Tuberkulose konnte man auch ganz vornehm haben. Mit Aufenthalt im Luxus-Sanatorium in Davos, mit reichhaltigem Frühstück, mit Vier-Gänge-Menü zu Mittag, einem eleganten Dinner am Abend und dazwischen eingewickelt an der Frischluft in der Sonne liegend.
„Krankheit ist doch gewissermaßen etwas Ehrwürdiges“, lässt Thomas Mann seinen Protagonisten Hans Castorp im „Zauberberg“ sagen. Die Krankheit als Veredelung und Vergeistigung – was für ein hochtrabender Unsinn. „Diese Auffassung ist selbst Krankheit oder sie führt dazu“, belehrt Castorps Mentor Lodovico Settembrini ihn denn auch im Roman.
Recht hat Settembrini.
In den beengten Lebensverhältnissen der Armenviertel der europäischen Städte hatte die Krankheit nichts von der verklärten Schwindsucht-Romantik, in der Schriftsteller und Librettisten des 19. Jahrhunderts ihre Mimis („La Boheme“) und Kameliendamen sterben ließen. Thomas Mann legte dann auch Wert darauf, dass sein 1924 erschienener Roman „Kritik und Überwindung der als Todesfaszination verstandenen Romantik zugunsten des Lebensgedankens“ sei.
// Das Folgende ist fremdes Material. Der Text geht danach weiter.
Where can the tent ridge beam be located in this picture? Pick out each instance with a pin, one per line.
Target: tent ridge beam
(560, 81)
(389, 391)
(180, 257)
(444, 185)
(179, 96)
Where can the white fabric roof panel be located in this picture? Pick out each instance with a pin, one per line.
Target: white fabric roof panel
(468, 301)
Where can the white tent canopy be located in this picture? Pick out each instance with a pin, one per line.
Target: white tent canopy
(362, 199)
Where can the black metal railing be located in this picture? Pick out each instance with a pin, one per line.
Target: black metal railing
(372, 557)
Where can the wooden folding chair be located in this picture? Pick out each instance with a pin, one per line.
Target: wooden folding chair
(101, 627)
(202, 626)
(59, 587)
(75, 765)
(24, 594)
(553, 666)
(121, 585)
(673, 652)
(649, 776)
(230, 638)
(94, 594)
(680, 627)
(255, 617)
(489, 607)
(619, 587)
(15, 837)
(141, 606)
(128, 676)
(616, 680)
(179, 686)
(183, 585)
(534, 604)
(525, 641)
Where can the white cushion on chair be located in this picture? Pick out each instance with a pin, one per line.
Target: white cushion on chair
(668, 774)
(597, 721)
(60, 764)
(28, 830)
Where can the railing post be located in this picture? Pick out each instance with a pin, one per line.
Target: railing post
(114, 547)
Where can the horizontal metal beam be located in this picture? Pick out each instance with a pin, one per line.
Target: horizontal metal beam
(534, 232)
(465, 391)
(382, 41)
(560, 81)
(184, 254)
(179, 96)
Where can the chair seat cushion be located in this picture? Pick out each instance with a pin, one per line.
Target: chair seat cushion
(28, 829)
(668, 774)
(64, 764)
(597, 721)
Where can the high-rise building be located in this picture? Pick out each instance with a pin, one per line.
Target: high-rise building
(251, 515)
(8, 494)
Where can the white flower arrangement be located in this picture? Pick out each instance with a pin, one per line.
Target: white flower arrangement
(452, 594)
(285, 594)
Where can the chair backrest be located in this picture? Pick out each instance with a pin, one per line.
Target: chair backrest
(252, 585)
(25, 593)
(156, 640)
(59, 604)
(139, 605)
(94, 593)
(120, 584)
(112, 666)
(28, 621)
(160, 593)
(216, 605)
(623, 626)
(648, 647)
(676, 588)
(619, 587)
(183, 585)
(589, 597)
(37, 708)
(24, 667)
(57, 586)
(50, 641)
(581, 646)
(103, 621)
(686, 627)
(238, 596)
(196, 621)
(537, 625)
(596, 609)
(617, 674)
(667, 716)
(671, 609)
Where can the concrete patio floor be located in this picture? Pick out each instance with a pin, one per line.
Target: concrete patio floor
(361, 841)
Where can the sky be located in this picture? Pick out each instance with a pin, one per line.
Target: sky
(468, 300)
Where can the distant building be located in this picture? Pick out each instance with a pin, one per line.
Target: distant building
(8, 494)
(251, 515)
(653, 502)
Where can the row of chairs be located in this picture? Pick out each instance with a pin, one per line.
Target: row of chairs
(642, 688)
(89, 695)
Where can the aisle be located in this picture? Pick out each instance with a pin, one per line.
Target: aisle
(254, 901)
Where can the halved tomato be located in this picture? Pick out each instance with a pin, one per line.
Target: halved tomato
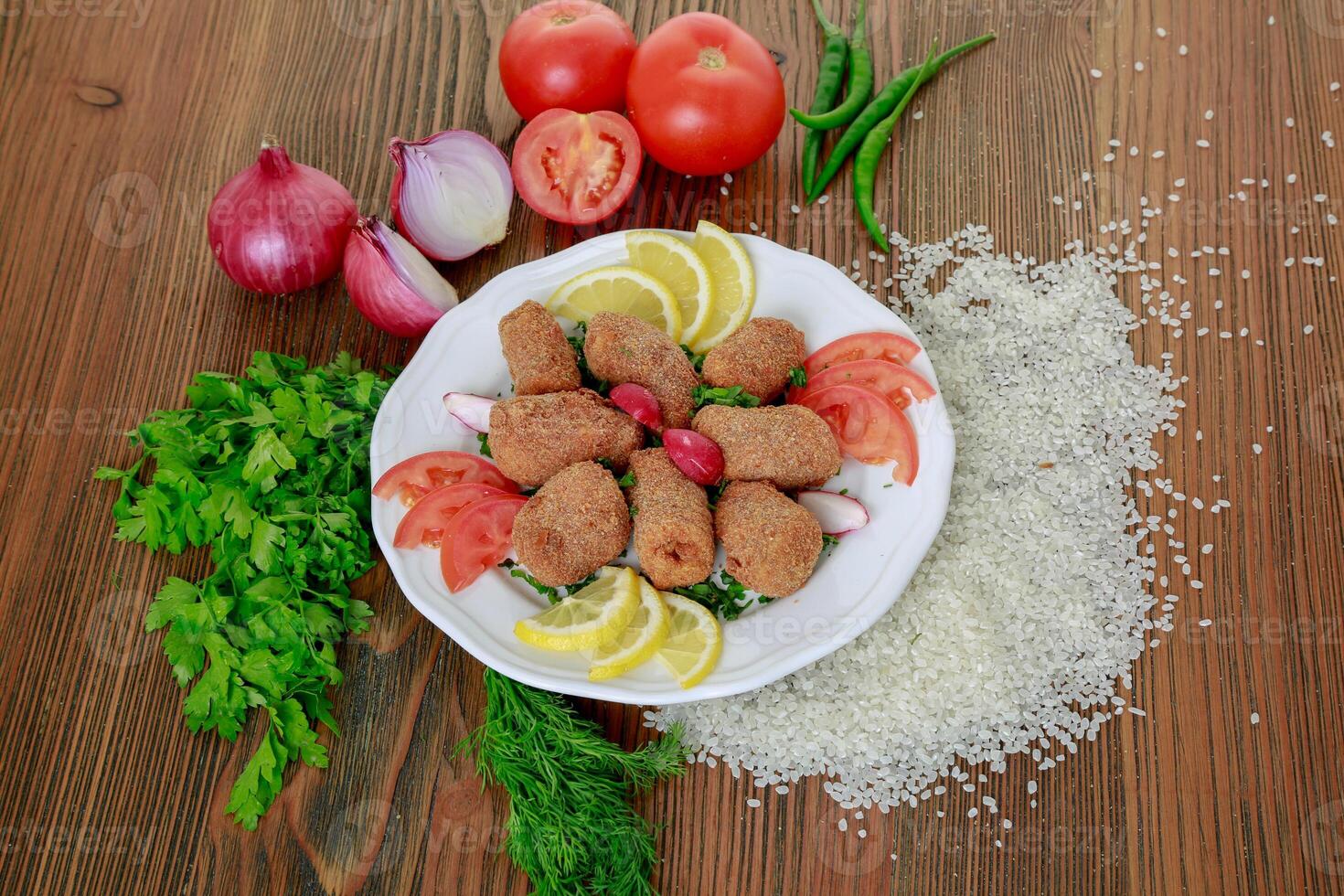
(415, 477)
(897, 382)
(577, 168)
(423, 523)
(884, 347)
(869, 427)
(477, 538)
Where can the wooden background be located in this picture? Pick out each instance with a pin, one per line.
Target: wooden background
(119, 123)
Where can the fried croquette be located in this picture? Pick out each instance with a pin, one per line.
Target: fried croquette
(539, 357)
(772, 541)
(674, 531)
(575, 524)
(534, 437)
(789, 446)
(625, 349)
(758, 357)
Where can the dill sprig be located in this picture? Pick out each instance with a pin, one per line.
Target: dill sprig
(571, 827)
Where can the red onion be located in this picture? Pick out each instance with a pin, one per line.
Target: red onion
(391, 283)
(280, 228)
(698, 457)
(452, 194)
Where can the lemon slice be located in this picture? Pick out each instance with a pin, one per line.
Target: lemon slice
(625, 291)
(732, 281)
(694, 641)
(638, 643)
(591, 617)
(674, 262)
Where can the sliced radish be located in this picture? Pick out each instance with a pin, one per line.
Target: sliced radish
(699, 458)
(472, 411)
(837, 513)
(638, 403)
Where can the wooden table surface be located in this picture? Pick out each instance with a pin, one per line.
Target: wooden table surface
(122, 119)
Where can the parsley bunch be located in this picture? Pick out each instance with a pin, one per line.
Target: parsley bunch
(571, 827)
(272, 472)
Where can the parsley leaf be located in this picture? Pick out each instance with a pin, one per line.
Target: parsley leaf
(271, 470)
(729, 395)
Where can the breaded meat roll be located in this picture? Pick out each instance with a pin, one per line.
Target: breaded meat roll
(534, 437)
(575, 524)
(625, 349)
(789, 446)
(539, 357)
(758, 357)
(772, 541)
(674, 531)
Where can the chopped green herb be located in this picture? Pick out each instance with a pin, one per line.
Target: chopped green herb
(271, 470)
(571, 827)
(729, 395)
(728, 597)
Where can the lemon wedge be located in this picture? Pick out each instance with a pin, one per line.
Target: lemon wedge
(625, 291)
(732, 283)
(635, 646)
(677, 265)
(694, 641)
(592, 617)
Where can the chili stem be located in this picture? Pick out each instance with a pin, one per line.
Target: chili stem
(880, 106)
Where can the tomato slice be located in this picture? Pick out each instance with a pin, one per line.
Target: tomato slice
(577, 168)
(423, 523)
(477, 538)
(415, 477)
(897, 382)
(869, 426)
(883, 347)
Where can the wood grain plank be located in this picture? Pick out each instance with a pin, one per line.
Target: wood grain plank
(120, 129)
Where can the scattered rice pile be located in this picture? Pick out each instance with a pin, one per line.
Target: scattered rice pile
(1032, 602)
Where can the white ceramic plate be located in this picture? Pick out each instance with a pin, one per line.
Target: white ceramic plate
(852, 587)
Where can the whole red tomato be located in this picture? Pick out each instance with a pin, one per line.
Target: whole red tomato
(705, 96)
(566, 54)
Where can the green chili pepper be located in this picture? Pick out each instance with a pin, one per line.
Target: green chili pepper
(860, 80)
(880, 109)
(829, 76)
(874, 144)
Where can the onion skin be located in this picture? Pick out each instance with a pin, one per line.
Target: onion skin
(391, 283)
(280, 228)
(433, 220)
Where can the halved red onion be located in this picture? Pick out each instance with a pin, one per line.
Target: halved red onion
(452, 192)
(391, 283)
(837, 513)
(638, 403)
(472, 411)
(699, 458)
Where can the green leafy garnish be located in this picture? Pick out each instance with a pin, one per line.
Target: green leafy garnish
(272, 472)
(729, 395)
(728, 597)
(571, 827)
(577, 341)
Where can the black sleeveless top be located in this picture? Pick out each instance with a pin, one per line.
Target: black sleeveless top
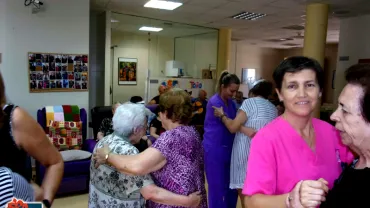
(11, 156)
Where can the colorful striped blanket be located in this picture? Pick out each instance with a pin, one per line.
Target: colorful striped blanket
(62, 113)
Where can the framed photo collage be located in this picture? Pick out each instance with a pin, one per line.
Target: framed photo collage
(54, 72)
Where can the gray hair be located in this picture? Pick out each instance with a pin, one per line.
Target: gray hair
(115, 104)
(129, 117)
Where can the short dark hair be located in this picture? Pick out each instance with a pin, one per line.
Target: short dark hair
(227, 79)
(136, 99)
(295, 64)
(262, 88)
(359, 74)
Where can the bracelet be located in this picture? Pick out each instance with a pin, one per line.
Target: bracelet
(107, 156)
(287, 201)
(46, 203)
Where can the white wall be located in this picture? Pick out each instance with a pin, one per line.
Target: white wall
(97, 59)
(2, 30)
(197, 52)
(354, 42)
(244, 55)
(151, 55)
(63, 27)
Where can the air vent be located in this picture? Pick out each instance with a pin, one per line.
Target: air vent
(274, 40)
(279, 40)
(236, 39)
(294, 27)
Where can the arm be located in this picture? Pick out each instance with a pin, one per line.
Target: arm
(250, 132)
(100, 135)
(162, 196)
(153, 132)
(266, 201)
(152, 102)
(29, 135)
(141, 164)
(234, 125)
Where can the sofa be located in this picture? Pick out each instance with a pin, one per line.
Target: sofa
(76, 173)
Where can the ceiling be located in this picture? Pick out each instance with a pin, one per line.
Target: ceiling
(129, 23)
(264, 32)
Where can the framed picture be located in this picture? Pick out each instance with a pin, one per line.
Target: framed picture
(57, 72)
(127, 71)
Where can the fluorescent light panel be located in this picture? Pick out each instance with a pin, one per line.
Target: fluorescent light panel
(248, 16)
(151, 29)
(160, 4)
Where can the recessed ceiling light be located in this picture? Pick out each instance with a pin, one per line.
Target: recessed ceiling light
(248, 16)
(150, 29)
(160, 4)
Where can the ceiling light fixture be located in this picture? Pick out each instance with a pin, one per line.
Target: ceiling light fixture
(160, 4)
(150, 29)
(248, 16)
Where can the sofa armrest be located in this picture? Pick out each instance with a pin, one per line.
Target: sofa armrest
(89, 145)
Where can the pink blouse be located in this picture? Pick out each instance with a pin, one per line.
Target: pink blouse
(279, 158)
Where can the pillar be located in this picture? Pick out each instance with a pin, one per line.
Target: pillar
(223, 52)
(315, 36)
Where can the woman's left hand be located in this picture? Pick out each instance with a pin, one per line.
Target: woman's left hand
(100, 156)
(38, 192)
(218, 112)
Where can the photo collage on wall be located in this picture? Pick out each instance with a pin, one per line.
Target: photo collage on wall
(58, 72)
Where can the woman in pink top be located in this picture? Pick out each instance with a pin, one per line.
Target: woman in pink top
(295, 146)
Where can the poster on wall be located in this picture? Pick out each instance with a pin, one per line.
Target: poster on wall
(127, 71)
(54, 72)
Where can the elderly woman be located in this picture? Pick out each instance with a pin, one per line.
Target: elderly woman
(110, 187)
(254, 114)
(352, 119)
(21, 138)
(175, 160)
(295, 146)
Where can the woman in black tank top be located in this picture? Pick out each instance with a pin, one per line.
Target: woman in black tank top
(21, 137)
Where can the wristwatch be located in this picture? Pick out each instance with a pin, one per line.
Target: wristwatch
(46, 203)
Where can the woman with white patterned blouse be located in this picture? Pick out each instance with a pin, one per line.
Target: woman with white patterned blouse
(110, 187)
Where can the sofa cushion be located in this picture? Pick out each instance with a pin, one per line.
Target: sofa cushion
(73, 155)
(65, 135)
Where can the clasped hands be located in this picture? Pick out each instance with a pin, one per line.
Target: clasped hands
(308, 194)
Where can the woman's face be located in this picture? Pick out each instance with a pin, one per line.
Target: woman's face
(354, 130)
(229, 91)
(300, 92)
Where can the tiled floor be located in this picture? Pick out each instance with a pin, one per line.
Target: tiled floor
(79, 201)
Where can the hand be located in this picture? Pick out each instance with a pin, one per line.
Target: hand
(194, 199)
(218, 111)
(294, 200)
(100, 155)
(38, 192)
(312, 193)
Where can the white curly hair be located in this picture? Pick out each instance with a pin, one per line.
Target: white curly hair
(129, 117)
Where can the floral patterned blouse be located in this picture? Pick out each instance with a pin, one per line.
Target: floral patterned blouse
(110, 188)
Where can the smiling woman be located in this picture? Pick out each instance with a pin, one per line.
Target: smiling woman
(294, 146)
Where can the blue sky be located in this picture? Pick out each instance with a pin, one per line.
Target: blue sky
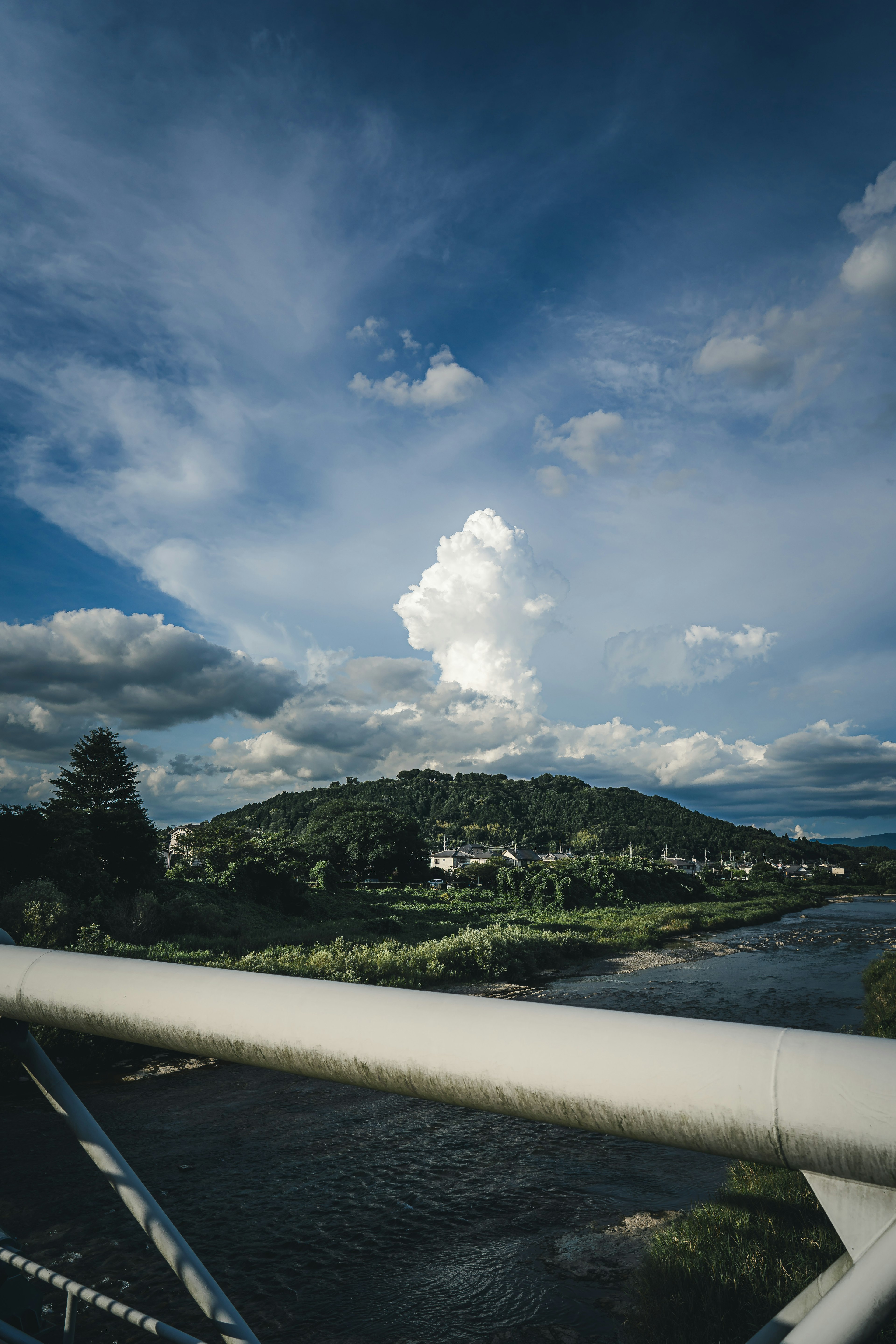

Tuberkulose, ausgelöst durch das Mycobacterium tuberculosis, war und ist bis heute eine der tödlichsten Infektionskrankheiten der Welt. Während der Corona-Pandemie wurde immer wieder an die vielen Opfer der drei Wellen der Spanischen Grippe nach dem Ersten Weltkrieg erinnert. Weiter in Vergessenheit blieb, dass die Tuberkulose vor, während und nach dem Krieg in unseren Breiten für jährlich oft mehr als 20 Prozent der Todesfälle verantwortlich war.
Tuberkulose ist der stille Killer unter den Infektionskrankheiten – und das auch heute noch. „Weltweit erliegen jährlich zwischen einer Million bis 1,5 Millionen Menschen dieser Krankheit“, sagt Bernd Lamprecht. Er hat den Lehrstuhl für Innere Medizin, Schwerpunkt Pneumologie, an der Medizinischen Fakultät der Johannes Kepler Uni inne. Weithin bekannt wurde der Lungenspezialist und Leiter der Lungenabteilung am Kepler Klinikum während der Corona-Epidemie.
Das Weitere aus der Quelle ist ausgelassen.